Julius Neubronner, Frankfurt yakınlarındaki memleketi Kronberg’in yakınında bulunan bir sanatoryuma ilaç yollamak için güvercin kullanan bir eczacıydı. Eczacılık Julius Neubronner’in aile mesleğiydi. Babası ve büyükbabası da eczacıydı.
O günlerde güvercinler, mesajlar ve küçük malzemeler taşımak için yaygın olarak kullanılırdı. Julius’ın babası, sanatoryumdan reçeteler almak ve hızla tıbbi malzemeleri göndermek için güvercinleri kullanmaya başlamıştı. Güvercinle ilaç transferi sanatoryumun kapanmasına kadar -yarım yüzyıldan fazla bir süre- devam etti.
Bir gün, Neubronner acil bir durum için bir güvercin bıraktı ama güvercin geri dönmedi.

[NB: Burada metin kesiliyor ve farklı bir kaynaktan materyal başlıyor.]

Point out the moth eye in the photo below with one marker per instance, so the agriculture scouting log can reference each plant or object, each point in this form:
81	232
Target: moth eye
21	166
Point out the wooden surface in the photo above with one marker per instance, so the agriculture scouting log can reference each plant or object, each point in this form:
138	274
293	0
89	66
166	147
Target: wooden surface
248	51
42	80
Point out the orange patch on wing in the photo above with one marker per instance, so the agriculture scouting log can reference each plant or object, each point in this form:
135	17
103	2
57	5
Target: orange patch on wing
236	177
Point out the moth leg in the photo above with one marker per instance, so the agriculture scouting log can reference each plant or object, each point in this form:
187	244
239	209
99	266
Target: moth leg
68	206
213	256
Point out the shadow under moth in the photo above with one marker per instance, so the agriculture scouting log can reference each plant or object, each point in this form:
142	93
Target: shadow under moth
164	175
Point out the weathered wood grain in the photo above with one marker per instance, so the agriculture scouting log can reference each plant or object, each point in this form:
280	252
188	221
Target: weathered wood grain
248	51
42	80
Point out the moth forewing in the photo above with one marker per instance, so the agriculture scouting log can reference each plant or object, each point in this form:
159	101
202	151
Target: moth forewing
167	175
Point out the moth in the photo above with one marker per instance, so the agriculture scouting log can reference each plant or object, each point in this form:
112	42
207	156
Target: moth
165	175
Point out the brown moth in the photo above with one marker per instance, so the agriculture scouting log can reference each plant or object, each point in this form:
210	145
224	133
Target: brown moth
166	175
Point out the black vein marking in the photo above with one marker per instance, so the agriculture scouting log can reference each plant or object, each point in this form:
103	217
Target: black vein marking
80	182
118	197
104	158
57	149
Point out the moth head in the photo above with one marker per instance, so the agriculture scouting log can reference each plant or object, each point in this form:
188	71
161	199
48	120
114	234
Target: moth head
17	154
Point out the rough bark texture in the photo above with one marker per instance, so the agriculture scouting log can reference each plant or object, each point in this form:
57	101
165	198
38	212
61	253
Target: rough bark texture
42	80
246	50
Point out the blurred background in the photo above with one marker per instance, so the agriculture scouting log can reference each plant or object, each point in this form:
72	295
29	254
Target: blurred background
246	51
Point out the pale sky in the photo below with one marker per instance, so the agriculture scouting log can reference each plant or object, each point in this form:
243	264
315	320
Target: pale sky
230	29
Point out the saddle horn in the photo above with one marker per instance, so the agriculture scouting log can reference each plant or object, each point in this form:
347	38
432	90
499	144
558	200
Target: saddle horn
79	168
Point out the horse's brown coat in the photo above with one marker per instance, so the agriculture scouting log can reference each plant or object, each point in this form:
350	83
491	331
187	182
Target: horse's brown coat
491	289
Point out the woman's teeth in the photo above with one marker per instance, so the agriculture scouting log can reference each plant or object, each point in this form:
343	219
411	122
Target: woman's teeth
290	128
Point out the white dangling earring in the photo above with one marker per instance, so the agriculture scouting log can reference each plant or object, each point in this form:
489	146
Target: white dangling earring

Olayın üstünden birkaç gün geçince, Neubronner güvercinin kaybolduğunu ya da avcılar tarafından yakalanıp, öldürüldüğünü düşündü. Bir ay sonra, kayıp haberci beklenmedik bir şekilde Neubronner’in evine geri döndü. Kuşun durumu gayet iyi görünüyordu, bu da Neubronner’ı düşünmeye itti. O nereye gitti? Onu kim besledi?

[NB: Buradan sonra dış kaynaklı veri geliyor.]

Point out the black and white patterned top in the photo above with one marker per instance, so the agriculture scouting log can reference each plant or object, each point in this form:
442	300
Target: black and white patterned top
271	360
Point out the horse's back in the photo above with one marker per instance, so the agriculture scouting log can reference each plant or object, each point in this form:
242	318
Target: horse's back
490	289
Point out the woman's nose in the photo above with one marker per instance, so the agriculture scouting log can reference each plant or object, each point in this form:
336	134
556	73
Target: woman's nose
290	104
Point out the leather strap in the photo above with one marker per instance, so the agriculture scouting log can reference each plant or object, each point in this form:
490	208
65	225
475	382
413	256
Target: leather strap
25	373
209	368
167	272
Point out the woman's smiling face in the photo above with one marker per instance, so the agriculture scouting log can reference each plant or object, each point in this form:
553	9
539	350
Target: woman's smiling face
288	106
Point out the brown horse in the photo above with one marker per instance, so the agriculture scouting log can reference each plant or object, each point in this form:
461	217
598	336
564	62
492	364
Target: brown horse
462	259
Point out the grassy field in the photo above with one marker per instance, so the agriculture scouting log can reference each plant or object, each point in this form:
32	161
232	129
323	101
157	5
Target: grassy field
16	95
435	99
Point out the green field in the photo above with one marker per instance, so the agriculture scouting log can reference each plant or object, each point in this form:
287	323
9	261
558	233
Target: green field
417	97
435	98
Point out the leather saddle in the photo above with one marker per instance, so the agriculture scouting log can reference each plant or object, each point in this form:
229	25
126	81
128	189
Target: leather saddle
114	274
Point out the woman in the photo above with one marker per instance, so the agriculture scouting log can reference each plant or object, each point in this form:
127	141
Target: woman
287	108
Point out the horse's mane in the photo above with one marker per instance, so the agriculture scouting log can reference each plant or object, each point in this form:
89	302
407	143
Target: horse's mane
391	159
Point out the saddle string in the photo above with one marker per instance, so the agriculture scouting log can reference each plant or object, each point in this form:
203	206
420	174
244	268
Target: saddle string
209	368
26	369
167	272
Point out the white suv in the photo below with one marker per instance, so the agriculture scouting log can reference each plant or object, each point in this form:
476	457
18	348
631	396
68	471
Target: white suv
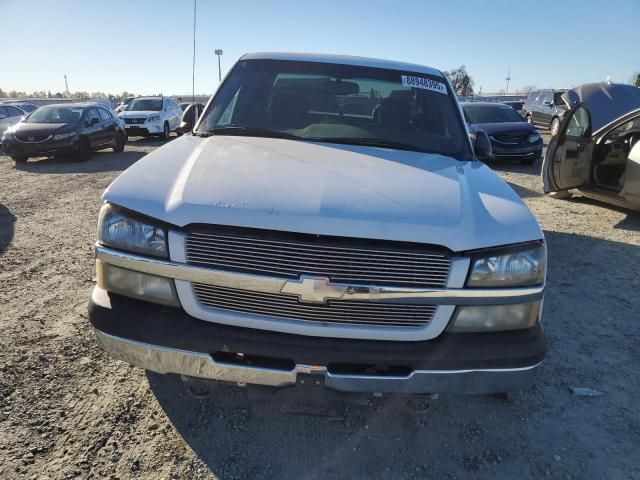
157	116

Neubronner, güvercinlerinin yolculuklarını takip etmeye o gün karar verdi.
Tutkulu bir amatör fotoğrafçı olan Neubronner, bir emniyet kemeri ve alüminyum yardımıyla güvercinin göğsüne minyatür bir fotoğraf makinesi giydirdi. Kameradaki sistemle, önceden belirlenmiş aralıklarla deklanşör çalıştı ve tek bir uçuşta otuz pozlama yakaladı. Kameranın tüm ağırlığı sadece 75 gramdı ki bu ağırlık güvercinlerin taşımak için eğitildiği maksimum yük olarak bilinir.

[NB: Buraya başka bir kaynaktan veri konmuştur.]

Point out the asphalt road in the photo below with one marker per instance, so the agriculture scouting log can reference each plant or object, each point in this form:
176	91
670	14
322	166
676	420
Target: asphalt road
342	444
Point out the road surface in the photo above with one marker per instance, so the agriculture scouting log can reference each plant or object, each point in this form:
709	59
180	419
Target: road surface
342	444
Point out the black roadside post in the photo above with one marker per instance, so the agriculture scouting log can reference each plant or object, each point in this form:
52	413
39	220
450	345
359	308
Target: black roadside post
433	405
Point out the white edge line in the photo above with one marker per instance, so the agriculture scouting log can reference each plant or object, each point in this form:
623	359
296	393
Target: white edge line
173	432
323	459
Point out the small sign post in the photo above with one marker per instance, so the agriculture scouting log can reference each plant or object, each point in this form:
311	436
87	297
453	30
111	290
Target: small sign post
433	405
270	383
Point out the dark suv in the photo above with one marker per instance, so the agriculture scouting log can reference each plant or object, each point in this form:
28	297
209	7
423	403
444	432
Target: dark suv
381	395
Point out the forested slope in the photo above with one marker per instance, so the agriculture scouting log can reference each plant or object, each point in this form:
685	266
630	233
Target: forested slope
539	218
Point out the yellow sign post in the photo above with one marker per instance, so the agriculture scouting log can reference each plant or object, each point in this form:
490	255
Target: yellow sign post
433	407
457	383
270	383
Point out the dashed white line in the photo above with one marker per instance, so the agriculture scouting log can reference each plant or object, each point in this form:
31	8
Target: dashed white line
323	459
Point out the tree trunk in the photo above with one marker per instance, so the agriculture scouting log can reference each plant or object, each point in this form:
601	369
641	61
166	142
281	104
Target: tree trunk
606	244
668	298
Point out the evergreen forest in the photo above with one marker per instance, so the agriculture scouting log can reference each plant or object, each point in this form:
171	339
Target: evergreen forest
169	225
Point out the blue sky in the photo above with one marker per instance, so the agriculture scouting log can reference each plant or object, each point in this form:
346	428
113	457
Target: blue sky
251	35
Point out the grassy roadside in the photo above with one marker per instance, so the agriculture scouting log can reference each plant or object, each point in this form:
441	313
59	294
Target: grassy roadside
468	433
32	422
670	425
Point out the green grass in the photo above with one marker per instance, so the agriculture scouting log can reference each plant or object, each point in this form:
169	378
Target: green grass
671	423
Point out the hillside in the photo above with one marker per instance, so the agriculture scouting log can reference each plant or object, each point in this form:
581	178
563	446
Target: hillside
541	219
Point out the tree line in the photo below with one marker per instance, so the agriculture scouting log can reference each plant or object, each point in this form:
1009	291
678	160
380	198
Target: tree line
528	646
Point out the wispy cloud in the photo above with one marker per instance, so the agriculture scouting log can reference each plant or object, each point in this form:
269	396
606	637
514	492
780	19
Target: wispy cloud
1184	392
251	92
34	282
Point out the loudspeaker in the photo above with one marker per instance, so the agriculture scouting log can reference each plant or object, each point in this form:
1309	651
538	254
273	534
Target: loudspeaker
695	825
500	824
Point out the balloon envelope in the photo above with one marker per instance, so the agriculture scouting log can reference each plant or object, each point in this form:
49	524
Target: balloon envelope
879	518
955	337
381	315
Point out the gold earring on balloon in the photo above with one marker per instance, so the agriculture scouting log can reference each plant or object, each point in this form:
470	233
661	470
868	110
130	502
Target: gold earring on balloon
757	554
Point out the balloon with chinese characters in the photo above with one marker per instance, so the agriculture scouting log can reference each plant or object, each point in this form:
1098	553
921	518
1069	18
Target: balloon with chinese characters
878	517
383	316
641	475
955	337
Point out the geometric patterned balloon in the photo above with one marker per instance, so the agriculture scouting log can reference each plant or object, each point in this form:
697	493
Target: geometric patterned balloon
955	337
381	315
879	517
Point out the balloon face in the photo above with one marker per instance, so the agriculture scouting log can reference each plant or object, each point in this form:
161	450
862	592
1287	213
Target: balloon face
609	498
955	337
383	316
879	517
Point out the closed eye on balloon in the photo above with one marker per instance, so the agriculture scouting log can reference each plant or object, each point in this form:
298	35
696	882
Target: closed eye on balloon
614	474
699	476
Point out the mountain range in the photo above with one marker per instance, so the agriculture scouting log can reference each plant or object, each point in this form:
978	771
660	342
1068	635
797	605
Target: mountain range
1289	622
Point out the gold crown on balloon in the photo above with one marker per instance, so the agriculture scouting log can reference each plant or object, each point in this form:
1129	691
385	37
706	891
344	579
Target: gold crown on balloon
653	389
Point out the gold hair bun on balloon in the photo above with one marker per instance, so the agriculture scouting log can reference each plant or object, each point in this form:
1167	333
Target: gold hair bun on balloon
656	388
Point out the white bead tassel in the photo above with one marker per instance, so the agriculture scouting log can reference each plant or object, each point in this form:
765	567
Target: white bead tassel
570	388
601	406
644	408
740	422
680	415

Fotoğrafların beklemediği kadar iyi çıkması üzerine, Neubronner patent başvurusunda bulunmaya karar verdi. Patent ofisi, bir güvercinin kamera taşıyacağına inanmadığı için böyle bir şeyin imkansız olduğunu iddia ederek, başvuruyu reddetti. Pes etmeyen Neubronner, güvercinler tarafından çekilen fotoğrafları sununca, 1908 yılında patenti almayı başardı.
Neubronner, fotoğraflarını çeşitli uluslararası fotoğraf sergilerinde sergiledi.
Güvercinler gözetleme uçaklarından daha az dikkat çektiği ve düşman mevzilerini daha düşük bir yükseklikten fotoğraflayabildiği için Birinci Dünya Savaşı sırasında kullanıldı. Neubronner’in kuş teknolojisi, İkinci Dünya Savaşı’nda da kullanıldı.
Alman ordusu, uçuş başına 200 poz çekebilen güvercin kamerası geliştirdi. Aynı dönemde İsviçreli saat üreticisi Christian Adrian Michel, panoramik bir kamerayla ve deklanşörü kontrol etmek için geliştirilmiş bir mekanizmayı geliştirdi. Güvercin fotoğrafçılığı, 1970’lerin sonlarına kadar CIA tarafından da kullanılıyordu.
Peki bir ay boyunca ortadan kaybolan Neubronner’in güvercisine ne oldu? Yaklaşık yirmi kilometre uzaklıktaki Wiesbaden’e kadar uçan güvercin ve bir restoran şefi tarafından bakılmış.